Risk-Averse Model Uncertainty for Distributionally Robust Safe Reinforcement Learning
This work addresses safety in reinforcement learning for real-world applications, offering an efficient, model-free approach without minimax optimization, though it appears incremental as it builds on existing distributionally robust methods.
The authors tackled safe decision-making in uncertain environments by introducing a deep reinforcement learning framework that uses coherent distortion risk measures to handle model uncertainty, achieving robust performance and safety across perturbed test environments in continuous control tasks.

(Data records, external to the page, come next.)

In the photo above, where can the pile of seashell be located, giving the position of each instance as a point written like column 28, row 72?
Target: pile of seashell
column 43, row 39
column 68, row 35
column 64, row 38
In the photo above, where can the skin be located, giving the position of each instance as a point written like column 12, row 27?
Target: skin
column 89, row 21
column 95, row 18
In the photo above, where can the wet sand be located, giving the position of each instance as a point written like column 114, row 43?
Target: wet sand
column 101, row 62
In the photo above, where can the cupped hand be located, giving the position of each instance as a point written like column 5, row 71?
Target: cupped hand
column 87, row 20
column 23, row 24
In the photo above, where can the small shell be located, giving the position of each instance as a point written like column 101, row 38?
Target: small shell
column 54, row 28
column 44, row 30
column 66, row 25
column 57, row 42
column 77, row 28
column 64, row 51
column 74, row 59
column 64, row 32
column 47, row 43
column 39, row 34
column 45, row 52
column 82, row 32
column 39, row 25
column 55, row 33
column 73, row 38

Many real-world domains require safe decision making in uncertain environments. In this work, we introduce a deep reinforcement learning framework for approaching this important problem. We consider a distribution over transition models, and apply a risk-averse perspective towards model uncertainty through the use of coherent distortion risk measures. We provide robustness guarantees for this framework by showing it is equivalent to a specific class of distributionally robust safe reinforcement learning problems. Unlike existing approaches to robustness in deep reinforcement learning, however, our formulation does not involve minimax optimization. This leads to an efficient, model-free implementation of our approach that only requires standard data collection from a single training environment. In experiments on continuous control tasks with safety constraints, we demonstrate that our framework produces robust performance and safety at deployment time across a range of perturbed test environments.